Moneycontrol PRO
Open App
you are here: HomeNewsTechnology

The Indian language riddle: How global tech firms are using machine learning to translate the vernacular

With the evolution of the digital ecosystem in the country, the adoption of Indic-language scripts has acquired greater importance, both as a matter of convenience for customers as well as a means to expand reach and scope of business

October 13, 2018 / 06:48 PM IST
Languages (Source: Wikimedia Commons)

Languages (Source: Wikimedia Commons)

About two years ago, Subrata Bhowmick landed in Kolkata, and hailed a cab from a popular taxi hailing app. A couple of days later, he got a promotional message from the company in spoken Bengali, except that the script was English.

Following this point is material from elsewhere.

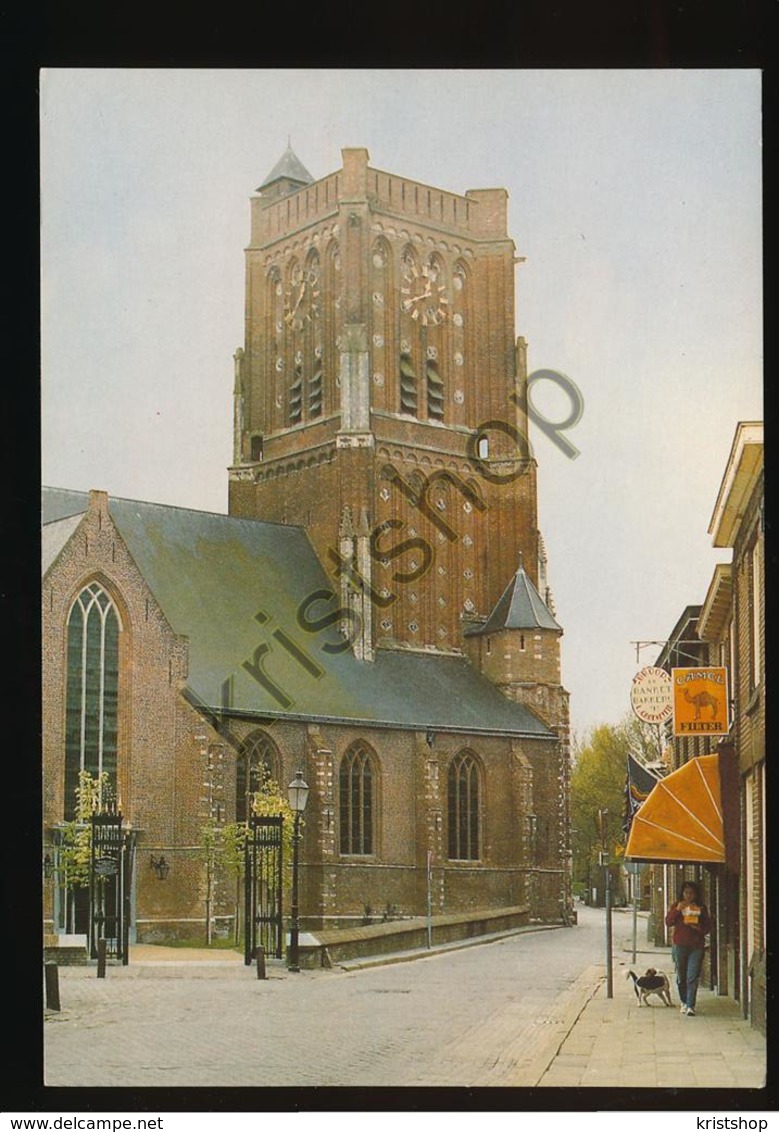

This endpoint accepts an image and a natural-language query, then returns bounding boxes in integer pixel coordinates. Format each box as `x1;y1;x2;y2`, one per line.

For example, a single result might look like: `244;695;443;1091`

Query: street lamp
286;771;308;971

This, in a lot of ways, sums up the language problem in India, a country of 22 major languages, 13 different scripts and over 720 dialects.

Popular Bollywood director Imtiaz Ali once said in a 2013 interview- “What fascinates me about India, or rather northern India, is that every 20 kilometres, the language, dialect, music, food, clothes... everything changes.”

While Ali is a person of the creative arts, engineers have faced the same conundrum while developing local language capabilities for their technology offerings, tailor-made for the Indian market.

With the evolution of the digital ecosystem in the country, the adoption of Indic-language scripts has acquired greater importance, both as a matter of convenience for customers as well as a means of expanding the reach and scope for businesses. Until now, several companies have taken to what the aforementioned cab aggregator did - type your native language in English script.


Some years ago, the government embarked on a research project under the then Department of Electronics and Information Technology, called the Technology Development for Indian Languages (TDIL).

Over the years, interdisciplinary research resulted in the fragmentation of the extant branches of study, creating  “a discipline between linguistics and computer science which is concerned with the computational aspects of the human language faculty”.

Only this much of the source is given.